Since that fateful night, even with new owners, the mansion has stood empty and the family's belongings have remained untouched. The mansion became a disturbing time capsule of the Los Feliz Murder-Suicide, a seemingly unmotivated crime in a quiet, residential neighborhood. For decades, ghost hunters and curious neighbors have hunted for explanations and glimpses into the house's bizarre history. Beneath the layers of dust and rumors, here are a few disturbing facts about Los Feliz's own murder mansion.
At 4:30 am on December 6th, 1959, 50-year-old Dr. Harold Perelson stood over his wife Lillian’s sleeping body, and in one swift move, slammed a ball-peen hammer into her head. Her blood pooled quickly, and she eventually drowned in it, with asphyxiation being listed as her official cause of death.
Covered in Lillian’s blood, Dr. Perelson carried on into his 18-year-old daughter Judye’s room, and proceeded to strike her as well. In the dark, however, it was only a glancing blow, and she awoke screaming. Her cries for help woke her two younger siblings, as well as most of the neighborhood. A neighbor from the time, Cheri Lewis, reported that it sounded, “like a wild animal screaming.”
“Don’t kill me,” she was heard pleading, while her father demanded she “lay still and be quiet.” Judye somehow slipped away from him, and ran to get her mother. At this point, she was joined by her younger siblings, who'd awakened to Judye's screams. Finding the bloodbath in the next room, Judye bolted from the house, and started frantically banging on neighbors’ doors for help.
The screaming pleas of Judye woke her younger siblings, 11-year-old Debbie and 13-year-old Joel. When they got up to investigate what was happening, they found their father covered in blood, still holding the murder weapon. “This is a nightmare,” he told them. “Go back to sleep.”
By this point, after smearing blood across the windows of neighbors while screaming for help, Judye had returned with their neighbor, Marshall Ross, who had called the police.

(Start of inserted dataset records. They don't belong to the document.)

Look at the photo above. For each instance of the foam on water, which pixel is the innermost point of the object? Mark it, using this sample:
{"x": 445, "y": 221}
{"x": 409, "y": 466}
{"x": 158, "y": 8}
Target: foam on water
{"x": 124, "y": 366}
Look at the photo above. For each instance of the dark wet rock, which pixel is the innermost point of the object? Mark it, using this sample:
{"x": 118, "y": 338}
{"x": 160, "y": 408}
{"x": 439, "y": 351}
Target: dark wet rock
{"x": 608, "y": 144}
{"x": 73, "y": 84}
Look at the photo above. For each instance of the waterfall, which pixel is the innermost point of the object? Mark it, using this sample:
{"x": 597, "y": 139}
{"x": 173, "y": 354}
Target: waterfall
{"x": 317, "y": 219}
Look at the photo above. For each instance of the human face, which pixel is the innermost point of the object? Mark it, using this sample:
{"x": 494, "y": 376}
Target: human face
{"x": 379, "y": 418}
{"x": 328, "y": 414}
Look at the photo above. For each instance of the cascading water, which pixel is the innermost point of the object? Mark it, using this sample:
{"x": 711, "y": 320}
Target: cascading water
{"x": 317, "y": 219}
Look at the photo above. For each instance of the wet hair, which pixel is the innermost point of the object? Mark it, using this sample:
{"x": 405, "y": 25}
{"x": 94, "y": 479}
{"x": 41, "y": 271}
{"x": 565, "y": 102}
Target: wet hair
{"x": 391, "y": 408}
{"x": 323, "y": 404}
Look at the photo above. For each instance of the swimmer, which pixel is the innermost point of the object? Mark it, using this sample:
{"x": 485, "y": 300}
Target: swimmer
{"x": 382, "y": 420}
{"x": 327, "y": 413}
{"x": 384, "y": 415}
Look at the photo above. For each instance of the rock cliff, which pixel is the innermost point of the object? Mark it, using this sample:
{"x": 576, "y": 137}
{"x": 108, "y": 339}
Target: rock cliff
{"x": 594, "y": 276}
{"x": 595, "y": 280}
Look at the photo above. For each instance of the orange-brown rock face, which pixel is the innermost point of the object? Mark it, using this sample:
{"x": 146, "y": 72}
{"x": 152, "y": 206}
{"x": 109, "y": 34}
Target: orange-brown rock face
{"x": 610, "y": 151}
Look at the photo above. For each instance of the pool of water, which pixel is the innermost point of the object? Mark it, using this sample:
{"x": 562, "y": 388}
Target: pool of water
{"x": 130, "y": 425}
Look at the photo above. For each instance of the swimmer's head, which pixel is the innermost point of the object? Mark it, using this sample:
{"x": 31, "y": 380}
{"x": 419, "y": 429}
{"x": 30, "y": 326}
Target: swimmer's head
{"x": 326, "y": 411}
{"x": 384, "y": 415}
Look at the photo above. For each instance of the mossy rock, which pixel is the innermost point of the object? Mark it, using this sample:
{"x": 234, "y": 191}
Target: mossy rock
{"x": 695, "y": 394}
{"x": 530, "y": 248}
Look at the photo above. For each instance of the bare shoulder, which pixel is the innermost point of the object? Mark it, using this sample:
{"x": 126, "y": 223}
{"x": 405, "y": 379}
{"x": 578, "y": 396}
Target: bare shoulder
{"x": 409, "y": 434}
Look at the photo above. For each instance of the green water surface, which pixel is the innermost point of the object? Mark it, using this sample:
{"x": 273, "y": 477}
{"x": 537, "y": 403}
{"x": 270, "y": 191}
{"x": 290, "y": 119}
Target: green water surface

Other neighbors reported being frozen with fear, and that the whole front door of the Los Feliz mansion was "a mass of blood.”
Covered in the blood of his wife and daughter, Dr. Perelson strode away from his children and toward the bathroom. According to the coroner’s report, neighbor Marshall Ross entered and confronted him, and the doctor told him to go home and not to bother him. Though some reports mentioned that he swallowed a cup of acid, the police reports record it as follows: Smearing blood everywhere, Perelson proceeded to rip open two capsules of Nembutal (a drug popular with suicides and euthanasia; it was Judy Garland’s drug of choice), and downed them, followed by over 30 pills believed to be a form of codeine.
Perelson then walked back to his wife’s bedroom and laid down next to her. Resting his head on a bloody pillow, his breathing became shallow. Before the ambulance could even arrive, Harold Perelson was dead, still clutching the hammer with which he had attempted to destroy his family.
The night of the crime, police found on the doctor's bedside table Dante's Divine Comedy open to Canto 1: "Midway upon the journey of our life I found myself within a forest dark, for the straightforward pathway had been lost."
At the time of the murder-suicide, investigators weren’t quite sure what the motives were behind Dr. Perelson’s crime, but leaned towards blaming financial problems. An injection specialist, the doctor had invented a new technology involving improved syringes, and proceeded to sink a large chunk of his savings and years of his life into developing the product. However, a partner with whom he’d made a verbal agreement swindled him out of the rights to his own invention. A bitter legal battle ensued, and Perelson only ended up with a little over $20,000 in settlement money. This, coupled with a car accident involving Judye and the younger kids, sank the doctor further and further into financial duress.
In a letter written to her aunt prior to the murder, Judye wrote,
“My parents, so to speak, are in a bind financially…My family are on the merry-go-round again, same problems, same worries, only tenfold.”
On top of all of this, the doctor suffered what had been explained as “coronaries” to friends and neighbors, but in the fallout of the investigation, were exposed as multiple suicide attempts. It became clear that the doctor had been growing increasingly disturbed, and his wife had wanted him committed to a psychiatric facility.